By the way Mr. Moini, what are exactly the issues that I am confusing? Where is the ambiguity when Ms. Ebadi says "I would have awarded the Nobel peace prize to Mr. Khatami"? For those who have forgotten, Mr. Khatami is the same man who praised Mr. Lajevardi and called Mr. Rafsanjani the identity of the revolution. All these fellows of course belong in the same "human rights activism" camp, which explains why they praise each other! And please stay away from putting people in the same category as it pleases you. For example, I have high regards for Mehrangiz Kar's work and her secular views.

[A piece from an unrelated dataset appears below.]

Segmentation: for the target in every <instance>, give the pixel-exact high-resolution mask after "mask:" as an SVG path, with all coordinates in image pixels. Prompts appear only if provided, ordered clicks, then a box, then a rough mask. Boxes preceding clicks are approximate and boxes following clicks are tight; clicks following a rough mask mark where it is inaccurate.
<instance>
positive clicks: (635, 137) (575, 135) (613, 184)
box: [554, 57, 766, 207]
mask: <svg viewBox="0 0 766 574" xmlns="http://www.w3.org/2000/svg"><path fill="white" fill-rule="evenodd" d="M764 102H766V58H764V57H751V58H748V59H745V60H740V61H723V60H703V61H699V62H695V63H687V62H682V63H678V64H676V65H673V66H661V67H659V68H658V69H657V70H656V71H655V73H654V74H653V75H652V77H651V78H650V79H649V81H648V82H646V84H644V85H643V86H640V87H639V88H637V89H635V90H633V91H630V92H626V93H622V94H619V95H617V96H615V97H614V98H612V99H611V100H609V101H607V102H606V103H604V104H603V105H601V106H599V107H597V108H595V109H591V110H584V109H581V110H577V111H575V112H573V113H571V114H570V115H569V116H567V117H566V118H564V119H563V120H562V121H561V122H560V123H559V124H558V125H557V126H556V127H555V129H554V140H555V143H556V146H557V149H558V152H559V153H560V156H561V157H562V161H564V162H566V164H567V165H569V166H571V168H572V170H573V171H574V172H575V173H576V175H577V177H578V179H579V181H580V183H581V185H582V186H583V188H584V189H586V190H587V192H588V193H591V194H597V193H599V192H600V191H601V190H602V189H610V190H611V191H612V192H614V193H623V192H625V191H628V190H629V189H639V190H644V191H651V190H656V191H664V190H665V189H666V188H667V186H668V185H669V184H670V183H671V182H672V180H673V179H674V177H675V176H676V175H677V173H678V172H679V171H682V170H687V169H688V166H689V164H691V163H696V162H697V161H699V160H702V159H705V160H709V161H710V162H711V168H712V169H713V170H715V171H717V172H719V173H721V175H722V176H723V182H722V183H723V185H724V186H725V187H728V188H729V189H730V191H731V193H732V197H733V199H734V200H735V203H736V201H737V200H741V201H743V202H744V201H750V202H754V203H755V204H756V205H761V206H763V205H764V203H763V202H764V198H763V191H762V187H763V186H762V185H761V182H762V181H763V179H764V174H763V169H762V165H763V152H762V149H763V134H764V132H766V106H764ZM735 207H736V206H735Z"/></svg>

I have to reiterate from my article that if Ms. Ebadi wants to remain a human rights activist no one can or should force her to become an opposition leader. But the truth is that she is throwing her weight behind a bunch of inept political charlatans (otherwise known as "Reformists") and their proven dissembling path. It is her participation in such deceptive political game, despite her public insistence on staying away from it that opens the door to criticism. Under these circumstances, I believe it is everyone's duty to challenge her. And by the way challenging is quite different from silencing, for example silencing through personal attacks. If you find a word in my two articles in which I have personally attacked Ms. Ebadi please point that out to me. On the other hand Ms. Izzadi's response, which you apparently praise and regard so highly, is nothing BUT personal attack. As if visiting nightclubs or not living in Iran strips one of the right to speak and voice his/her opinion. Such behavior may be acceptable from someone with little exposure to the civil discourse of exchanges like this (after all we are not in a neck to neck campaign on the same political office), but it becomes far more disappointing when it comes from people who have lived years and years in the so-called free world.
Finally a human with no FEAR is no human. Of course we all have fears and emotions, some have more some have less. This is a typical example of what I call "meaningless tarofs."
Tuesday, December 02, 2003
Hossein Derakhshan: "We can't vote for our desired candidates who have our favorite platform. So why don't we publicly and directly say what we want? Let's have thousands of symbolic candidates for the upcoming parliament elections to show the Iranian regime and to the world what we really want."
Monday, December 01, 2003
Those of you who read Mr. Hossein Derakhshan's blog know of his plans for running in upcoming parliamentary election in Iran. Well, hear, hear! Mr. Khatami has spoken to you dear Hoder. It seems one has to believe in the Islamic Republic of Iran's (Criminal) government before running for the parliament, something you are far too honest and moderate for in my opinion. The Majlis (parliament) is the same Majlis (parliament) Ms. Ebadi praised as the honor of our nation in recent history and is the same Majlis that had to shut up and suspend its amendment of the "media bill" on the orders of Rahbare Moazam (the Supreme Leader). And for those who have forgotten, Mr. Khatami is the same man who praised Mr. Lajevardi and called Mr. Rafsanjani the identity of the revolution. All these fellows of course belong in the same "human rights activism" camp, which explains why they praise each other!